Umm... Thank you for spotting this, indeed the key passed to erase() can
become
invalid during the process if it physically belongs to one of the
elements to be
erased. Matter of fact, the problem is not specifically related to
shared_ptr's.

I don't know if it's too late to try to fix this on time for Boost 1.34;
in case I find
the time and permission to do it I'll let you know.

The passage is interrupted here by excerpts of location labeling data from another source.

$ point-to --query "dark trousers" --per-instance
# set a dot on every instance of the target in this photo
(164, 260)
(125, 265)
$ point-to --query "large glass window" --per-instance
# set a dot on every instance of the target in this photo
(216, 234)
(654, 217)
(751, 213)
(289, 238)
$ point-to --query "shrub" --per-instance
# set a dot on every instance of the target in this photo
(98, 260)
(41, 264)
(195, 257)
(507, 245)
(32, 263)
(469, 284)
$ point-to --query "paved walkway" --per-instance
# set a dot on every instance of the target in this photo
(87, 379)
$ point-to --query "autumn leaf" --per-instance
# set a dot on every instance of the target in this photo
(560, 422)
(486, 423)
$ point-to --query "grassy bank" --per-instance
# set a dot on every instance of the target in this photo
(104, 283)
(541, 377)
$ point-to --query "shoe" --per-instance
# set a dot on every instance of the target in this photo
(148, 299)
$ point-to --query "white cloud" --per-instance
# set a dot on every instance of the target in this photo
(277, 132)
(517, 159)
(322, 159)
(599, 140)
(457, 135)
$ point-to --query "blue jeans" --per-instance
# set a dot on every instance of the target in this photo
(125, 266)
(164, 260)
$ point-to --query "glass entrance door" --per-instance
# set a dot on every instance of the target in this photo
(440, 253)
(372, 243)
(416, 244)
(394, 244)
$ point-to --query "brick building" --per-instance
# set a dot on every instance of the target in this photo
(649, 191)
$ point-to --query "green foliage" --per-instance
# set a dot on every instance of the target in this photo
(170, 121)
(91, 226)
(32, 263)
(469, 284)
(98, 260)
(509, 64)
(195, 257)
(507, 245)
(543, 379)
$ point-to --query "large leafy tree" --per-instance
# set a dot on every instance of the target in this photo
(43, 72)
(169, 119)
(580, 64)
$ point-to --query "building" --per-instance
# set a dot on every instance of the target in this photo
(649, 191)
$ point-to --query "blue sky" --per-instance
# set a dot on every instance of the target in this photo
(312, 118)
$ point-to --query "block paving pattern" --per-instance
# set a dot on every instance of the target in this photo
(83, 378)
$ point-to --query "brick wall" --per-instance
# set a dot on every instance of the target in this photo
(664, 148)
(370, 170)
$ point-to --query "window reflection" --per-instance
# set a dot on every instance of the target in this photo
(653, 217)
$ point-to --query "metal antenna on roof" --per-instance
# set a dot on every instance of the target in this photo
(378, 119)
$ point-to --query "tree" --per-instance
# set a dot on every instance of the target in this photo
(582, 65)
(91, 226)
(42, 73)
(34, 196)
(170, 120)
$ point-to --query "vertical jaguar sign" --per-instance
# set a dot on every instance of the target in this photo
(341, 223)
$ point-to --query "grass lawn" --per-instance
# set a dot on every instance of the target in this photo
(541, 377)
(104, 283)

> I'm afraid that I don't know a good solution to this problem. I see
> from your commit
> logs on this file that there is a problem using something like is done
> in the ordered_indices
> (deleting equal_range items) whereby it increases the complexity. I
> can see from the
> implementation of equal_range on hashed indices that this is a
> potentially expensive
> operation for non-unique collections with many collisions. However,
> since speed is a
> secondary consideration for me, this is the solution I'm using for
> now.
>

Do you mean that instead of

  c.erase(k);

you do the following?

  std::pair<iterator,iterator> p=c.equal_range(k);
  c.erase(p.first,p.second);

This is a viable solution. The potential performance problem you point
out
is actually present in both methods. On the other hand, the different
problem
I talk about in the commit logs only affects to erase(first,last), not
erase(k),
and is exposed here:

http://open-std.org/jtc1/sc22/wg21/docs/papers/2006/n2023.pdf

An alternative solution is to do the following:

  c.erase(key_type(k));

i.e. doing an external copy of the key before calling erase(k). This is
the
solution I'd use if your keys are cheap to copy.

> Thanks,
>
> John

Thank you for reporting, good luck with your project.